Desde entonces, tanto George Bush como Tony Blair han tratado de impedir que al-Yazira emita declaraciones por vídeo de bin Laden, sobre la base de la absurda intriga infantil de que "podrían contener mensajes en código". Durante el fin de semana, el gobierno trató de persuadir a las emisoras británicas de que restringieran su cobertura de la guerra. Los doctores de la manipulación de Blair advirtieron: "No se puede confiar en ellos los talibán de ninguna manera, condición o forma." Aunque sea cierto, esto se aplica con igual fuerza a las técnicas utilizadas por Downing Street. Cuando Alastair Campbell comienza a informar a los periodistas sobre "el manipulador Laden", se trata de la tarántula hilando alrededor de la araña del dinero.

Si hemos de preservar el progreso, el pluralismo, la tolerancia y la libertad que el presidente Bush pretende estar defendiendo, debemos dudar de todo lo que vemos y escuchamos. Aunque sabemos que los gobiernos nos mienten en tiempos de guerra, la mayor parte de la gente parece creer que esta regla universal se aplica a todo conflicto excepto el actual. Muchos de aquellos que ahora aceptan que los bebés no fueron lanzados fuera de las incubadoras en Kuwait, y que el Belgrano iba huyendo cuando fue hundido, parecen, a pesar de todo, estar dispuestos a creer lo que se les está diciendo sobre Afganistán y el terrorismo en EE.UU.

Hay muchas razones para ser escéptico. La mágica aparición del equipaje de los terroristas, sus pasaportes y su manual de aviación, parece demasiado buena para ser verdad. El expediente con "evidencia" que se supone establece la culpa de bin Laden consiste sobre todo de suposiciones y conjeturas. Los paquetes de raciones que están siendo lanzados sobre Afganistán no tienen otro propósito concebible que crear la falsa impresión de que se está alimentando a la gente hambrienta.
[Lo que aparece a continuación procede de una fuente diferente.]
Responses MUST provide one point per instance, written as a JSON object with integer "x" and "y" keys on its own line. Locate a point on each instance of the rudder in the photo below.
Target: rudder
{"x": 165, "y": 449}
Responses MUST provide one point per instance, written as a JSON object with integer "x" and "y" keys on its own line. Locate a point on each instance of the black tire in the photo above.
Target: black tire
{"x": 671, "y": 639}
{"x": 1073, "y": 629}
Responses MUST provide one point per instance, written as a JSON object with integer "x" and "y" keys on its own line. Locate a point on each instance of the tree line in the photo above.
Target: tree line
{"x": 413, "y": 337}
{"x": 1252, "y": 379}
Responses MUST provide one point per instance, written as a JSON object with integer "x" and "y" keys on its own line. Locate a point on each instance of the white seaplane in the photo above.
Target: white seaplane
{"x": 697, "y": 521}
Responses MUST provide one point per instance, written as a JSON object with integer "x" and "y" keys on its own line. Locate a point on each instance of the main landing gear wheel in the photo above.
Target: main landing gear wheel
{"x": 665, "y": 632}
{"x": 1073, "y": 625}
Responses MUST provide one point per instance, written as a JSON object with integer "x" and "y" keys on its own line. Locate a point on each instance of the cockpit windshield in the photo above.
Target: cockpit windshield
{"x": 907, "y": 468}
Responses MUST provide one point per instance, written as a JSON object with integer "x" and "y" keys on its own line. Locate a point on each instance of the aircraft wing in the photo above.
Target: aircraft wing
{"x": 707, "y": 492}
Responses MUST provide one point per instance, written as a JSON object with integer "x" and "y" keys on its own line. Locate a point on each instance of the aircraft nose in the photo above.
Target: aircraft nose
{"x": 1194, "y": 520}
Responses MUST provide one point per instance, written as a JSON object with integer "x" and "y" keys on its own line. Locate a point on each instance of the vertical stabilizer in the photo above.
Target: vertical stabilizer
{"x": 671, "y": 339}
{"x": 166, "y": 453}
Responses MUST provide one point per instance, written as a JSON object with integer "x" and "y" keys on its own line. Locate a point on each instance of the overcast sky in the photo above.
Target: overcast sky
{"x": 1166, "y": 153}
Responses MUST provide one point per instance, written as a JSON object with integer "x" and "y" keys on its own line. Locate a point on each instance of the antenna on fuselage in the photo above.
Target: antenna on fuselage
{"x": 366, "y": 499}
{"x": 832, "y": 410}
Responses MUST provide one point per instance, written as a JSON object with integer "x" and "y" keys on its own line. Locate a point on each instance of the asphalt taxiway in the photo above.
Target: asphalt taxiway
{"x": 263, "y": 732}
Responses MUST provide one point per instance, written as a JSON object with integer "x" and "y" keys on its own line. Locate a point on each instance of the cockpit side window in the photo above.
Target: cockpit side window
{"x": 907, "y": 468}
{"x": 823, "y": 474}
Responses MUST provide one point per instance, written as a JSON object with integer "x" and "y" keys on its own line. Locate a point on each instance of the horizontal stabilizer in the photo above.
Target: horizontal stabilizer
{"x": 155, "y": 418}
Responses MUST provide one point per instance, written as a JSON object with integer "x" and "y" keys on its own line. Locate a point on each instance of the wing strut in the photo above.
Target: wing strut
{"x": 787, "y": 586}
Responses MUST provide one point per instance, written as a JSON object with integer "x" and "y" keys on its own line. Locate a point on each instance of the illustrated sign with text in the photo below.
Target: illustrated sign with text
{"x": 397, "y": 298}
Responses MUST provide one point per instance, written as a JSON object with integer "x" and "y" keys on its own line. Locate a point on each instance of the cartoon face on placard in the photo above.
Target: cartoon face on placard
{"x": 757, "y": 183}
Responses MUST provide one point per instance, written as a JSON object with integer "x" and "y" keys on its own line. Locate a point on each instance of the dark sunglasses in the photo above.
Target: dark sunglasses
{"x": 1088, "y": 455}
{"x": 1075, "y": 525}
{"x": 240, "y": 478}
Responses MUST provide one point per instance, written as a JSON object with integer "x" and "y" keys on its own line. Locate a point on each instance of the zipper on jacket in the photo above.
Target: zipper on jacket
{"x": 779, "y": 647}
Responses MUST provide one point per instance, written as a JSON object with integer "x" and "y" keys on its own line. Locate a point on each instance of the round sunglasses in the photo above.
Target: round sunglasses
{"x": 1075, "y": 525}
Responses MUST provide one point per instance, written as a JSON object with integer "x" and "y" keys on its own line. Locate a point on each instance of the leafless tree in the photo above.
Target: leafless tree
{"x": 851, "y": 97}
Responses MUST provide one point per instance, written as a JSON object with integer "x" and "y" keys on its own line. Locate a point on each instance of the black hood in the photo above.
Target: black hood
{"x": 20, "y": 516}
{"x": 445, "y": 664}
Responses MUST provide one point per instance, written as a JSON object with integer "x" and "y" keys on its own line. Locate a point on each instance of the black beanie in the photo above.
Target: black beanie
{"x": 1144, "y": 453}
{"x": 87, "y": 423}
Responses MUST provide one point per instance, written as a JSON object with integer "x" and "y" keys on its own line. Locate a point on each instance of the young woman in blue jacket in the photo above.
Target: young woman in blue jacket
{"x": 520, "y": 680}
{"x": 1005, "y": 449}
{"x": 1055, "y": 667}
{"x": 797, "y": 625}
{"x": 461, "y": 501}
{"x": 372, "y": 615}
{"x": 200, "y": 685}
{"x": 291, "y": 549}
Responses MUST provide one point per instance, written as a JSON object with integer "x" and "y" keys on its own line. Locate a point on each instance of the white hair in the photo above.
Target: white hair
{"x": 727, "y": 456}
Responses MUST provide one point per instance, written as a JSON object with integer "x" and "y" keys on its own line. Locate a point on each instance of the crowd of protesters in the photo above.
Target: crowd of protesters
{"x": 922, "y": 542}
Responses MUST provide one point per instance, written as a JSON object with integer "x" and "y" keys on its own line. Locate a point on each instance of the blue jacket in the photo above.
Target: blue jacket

Incluso el pánico por el ántrax parece sospechosamente conveniente. Justo cuando los halcones en Washington estaban perdiendo la discusión pública sobre la extensión de la guerra a otros países, los periodistas comienzan a recibir sobres llenos de bacterias, que podrían igual haber tenido una etiqueta diciendo "un regalito de Irak". Por cierto, podría ser la obra de terroristas, que podrían tener sus propias razones para expandir el conflicto, pero hay muchos otros ejecutores implacables que se beneficiarían con un cambio en la opinión pública.

La democracia es sostenida no por la confianza del público sino que por su escepticismo. A menos que estemos dispuestos a poner todo en tela de juicio, a denunciar, a dudar y a disentir, conspiramos por el fin del sistema por el cual se supone que estén combatiendo nuestros gobiernos. Los verdaderos defensores de EE.UU. son aquellos de los que ahora se nos dice que son antiamericanos.